Remember that it is the responsibility of a called function to preserve the values of r4 through r11 and r13. So, one solution is to just step in the debugger back out to WinMain and then look at r4. But there are a number of reasons why this might not be possible: you may be looking at a post-mortem Watson dump; the debugger might be misbehaving; you might need to do more investigation before you step back out and lose your current state, etc. So then what do you do?
Since it is the responsibility of a called function to preserve r4 – r11, that means that one of the functions in the call stack (above the function you care about) must have preserved your r4. So, starting at WinMain (since that's where your local lives) walk up the stack one frame at a time looking for a function that preserved r4 on the stack.

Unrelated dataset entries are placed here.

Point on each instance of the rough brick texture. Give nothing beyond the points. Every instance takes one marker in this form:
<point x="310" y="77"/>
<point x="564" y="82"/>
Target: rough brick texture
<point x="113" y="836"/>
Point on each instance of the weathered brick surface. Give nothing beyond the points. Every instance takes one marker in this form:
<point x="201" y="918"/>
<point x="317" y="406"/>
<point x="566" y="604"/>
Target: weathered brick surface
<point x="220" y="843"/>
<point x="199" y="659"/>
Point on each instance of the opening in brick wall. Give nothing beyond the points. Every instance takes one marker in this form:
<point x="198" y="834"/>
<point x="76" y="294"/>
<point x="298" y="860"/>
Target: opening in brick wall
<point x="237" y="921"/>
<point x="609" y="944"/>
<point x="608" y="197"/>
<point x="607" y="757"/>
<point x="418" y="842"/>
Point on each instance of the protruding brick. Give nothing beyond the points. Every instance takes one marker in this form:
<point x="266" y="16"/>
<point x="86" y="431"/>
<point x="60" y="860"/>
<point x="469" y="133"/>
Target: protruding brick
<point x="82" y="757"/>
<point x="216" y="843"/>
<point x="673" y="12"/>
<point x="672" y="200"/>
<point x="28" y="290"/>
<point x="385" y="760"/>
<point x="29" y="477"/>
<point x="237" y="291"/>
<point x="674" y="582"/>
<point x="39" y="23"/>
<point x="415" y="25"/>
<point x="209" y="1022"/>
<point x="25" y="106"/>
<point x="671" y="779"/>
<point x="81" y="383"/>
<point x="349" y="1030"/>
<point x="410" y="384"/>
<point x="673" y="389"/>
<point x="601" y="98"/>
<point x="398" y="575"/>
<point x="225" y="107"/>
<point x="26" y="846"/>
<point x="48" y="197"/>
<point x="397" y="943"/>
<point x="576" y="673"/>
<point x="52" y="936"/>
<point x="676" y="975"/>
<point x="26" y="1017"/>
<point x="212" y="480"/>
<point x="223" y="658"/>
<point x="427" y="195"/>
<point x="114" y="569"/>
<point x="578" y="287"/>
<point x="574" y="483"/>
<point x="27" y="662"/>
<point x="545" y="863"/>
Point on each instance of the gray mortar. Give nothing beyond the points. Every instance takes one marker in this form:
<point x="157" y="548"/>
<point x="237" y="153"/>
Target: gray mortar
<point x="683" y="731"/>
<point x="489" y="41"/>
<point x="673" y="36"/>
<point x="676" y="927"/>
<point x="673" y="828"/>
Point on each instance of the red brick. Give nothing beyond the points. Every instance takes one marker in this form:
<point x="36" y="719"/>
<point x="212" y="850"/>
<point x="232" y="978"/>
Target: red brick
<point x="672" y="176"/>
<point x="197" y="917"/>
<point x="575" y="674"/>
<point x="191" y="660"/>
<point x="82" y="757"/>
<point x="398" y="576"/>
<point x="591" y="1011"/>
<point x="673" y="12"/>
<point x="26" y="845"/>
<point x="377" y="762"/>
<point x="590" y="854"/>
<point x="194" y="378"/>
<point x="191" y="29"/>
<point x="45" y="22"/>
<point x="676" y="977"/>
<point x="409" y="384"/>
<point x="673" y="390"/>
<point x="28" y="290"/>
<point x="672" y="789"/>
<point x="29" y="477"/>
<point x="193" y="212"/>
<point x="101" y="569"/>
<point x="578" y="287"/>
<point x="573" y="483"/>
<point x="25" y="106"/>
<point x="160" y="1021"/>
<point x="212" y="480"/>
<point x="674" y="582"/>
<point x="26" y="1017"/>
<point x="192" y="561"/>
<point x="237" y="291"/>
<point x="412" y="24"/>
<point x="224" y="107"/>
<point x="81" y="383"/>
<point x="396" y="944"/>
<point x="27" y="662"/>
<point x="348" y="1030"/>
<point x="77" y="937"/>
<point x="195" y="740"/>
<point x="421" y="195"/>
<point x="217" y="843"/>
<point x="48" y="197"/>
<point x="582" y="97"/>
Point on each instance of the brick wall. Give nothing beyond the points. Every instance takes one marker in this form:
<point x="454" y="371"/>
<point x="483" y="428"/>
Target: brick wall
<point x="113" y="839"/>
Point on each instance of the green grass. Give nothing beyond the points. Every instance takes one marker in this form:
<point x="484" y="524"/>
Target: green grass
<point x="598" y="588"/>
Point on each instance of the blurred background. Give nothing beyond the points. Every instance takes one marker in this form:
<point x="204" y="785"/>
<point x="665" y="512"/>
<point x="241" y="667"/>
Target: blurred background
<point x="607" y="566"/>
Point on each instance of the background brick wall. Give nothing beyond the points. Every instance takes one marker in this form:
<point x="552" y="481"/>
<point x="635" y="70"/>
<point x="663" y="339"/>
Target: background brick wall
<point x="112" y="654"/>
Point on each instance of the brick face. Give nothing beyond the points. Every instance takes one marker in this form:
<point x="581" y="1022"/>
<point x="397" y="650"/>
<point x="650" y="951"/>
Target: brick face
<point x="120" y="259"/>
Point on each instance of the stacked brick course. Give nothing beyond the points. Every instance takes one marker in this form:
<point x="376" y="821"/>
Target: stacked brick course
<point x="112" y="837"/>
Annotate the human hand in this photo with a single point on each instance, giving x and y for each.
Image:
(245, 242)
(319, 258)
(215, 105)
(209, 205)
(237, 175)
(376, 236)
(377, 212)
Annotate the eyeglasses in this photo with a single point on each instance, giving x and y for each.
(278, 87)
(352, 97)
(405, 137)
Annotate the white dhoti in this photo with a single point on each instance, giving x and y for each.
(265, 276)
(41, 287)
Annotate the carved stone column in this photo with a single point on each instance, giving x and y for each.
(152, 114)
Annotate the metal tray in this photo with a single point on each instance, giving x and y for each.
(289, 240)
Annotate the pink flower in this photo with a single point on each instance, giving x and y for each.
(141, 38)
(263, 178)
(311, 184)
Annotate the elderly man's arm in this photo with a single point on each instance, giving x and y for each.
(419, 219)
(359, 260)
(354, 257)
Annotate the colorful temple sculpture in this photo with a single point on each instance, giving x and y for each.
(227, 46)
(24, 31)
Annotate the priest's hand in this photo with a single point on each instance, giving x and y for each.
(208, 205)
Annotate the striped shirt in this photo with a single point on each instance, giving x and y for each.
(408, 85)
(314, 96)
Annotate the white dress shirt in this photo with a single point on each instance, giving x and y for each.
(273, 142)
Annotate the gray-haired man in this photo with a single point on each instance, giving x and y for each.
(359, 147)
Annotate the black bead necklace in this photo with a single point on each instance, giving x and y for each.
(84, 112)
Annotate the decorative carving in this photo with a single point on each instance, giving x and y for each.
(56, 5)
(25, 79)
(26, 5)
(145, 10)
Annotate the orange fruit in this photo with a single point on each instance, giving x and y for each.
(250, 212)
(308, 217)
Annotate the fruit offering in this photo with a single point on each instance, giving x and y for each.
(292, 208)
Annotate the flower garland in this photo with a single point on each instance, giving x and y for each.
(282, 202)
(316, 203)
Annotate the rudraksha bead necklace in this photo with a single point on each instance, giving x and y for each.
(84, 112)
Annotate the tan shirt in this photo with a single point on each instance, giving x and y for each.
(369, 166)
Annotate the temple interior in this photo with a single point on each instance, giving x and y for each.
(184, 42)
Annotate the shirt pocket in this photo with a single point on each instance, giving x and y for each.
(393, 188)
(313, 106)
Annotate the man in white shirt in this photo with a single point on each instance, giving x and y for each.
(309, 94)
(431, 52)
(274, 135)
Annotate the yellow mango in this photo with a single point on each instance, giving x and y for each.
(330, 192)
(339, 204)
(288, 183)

So we start at InitInstance. Find the beginning of the function:
BOOL InitInstance(HINSTANCE hInstance, int nCmdShow)
{
000117F8 stmdb sp!, {r4 - r7, lr}
000117FC sub sp, sp, #0x75, 30
And there it is. InitInstance preserves r4. But where exactly did it put r4? Remember what the stack looks like:
MyRegisterClass locals MyRegisterClass frame pointer
MyRegisterClass preserved registers
InitInstance locals InitInstance frame pointer
InitInstance preserved registers
WinMain locals WinMain frame pointer
WinMain preserved registers
So first you need to find the frame pointer for WinMain, which Platform Builder's call stack window will give you. Or, if you are using Visual Studio 2005, double-click WinMain's frame in the Call Stack window, then look at the value of sp in the Registers window. (If for some reason you don't have a debugger, you can even figure out the frame pointer yourself by starting with the current value of the stack pointer and looking at the prolog of each function in the stack to see how big each frame is.)
So now we know WinMain's frame pointer, which points to its locals. The "sub sp,sp,#0x75,30" instruction tells us that WinMain has 0x1D4 bytes of locals (0x1D4 == 0x75 << (32-30)). So WinMain's preserved registers start at the frame pointer + 0x1d4. And since r4 is the first of the preserved registers, r4 lives at the frame pointer + 0x1d4. And there you have it, you found the value of WinMain's local hInstance variable.
By the way, if you reach the very top of the call stack, and none of the functions preserved r4, that means that none of them trash r4, and so the current value of r4 is what you are looking for.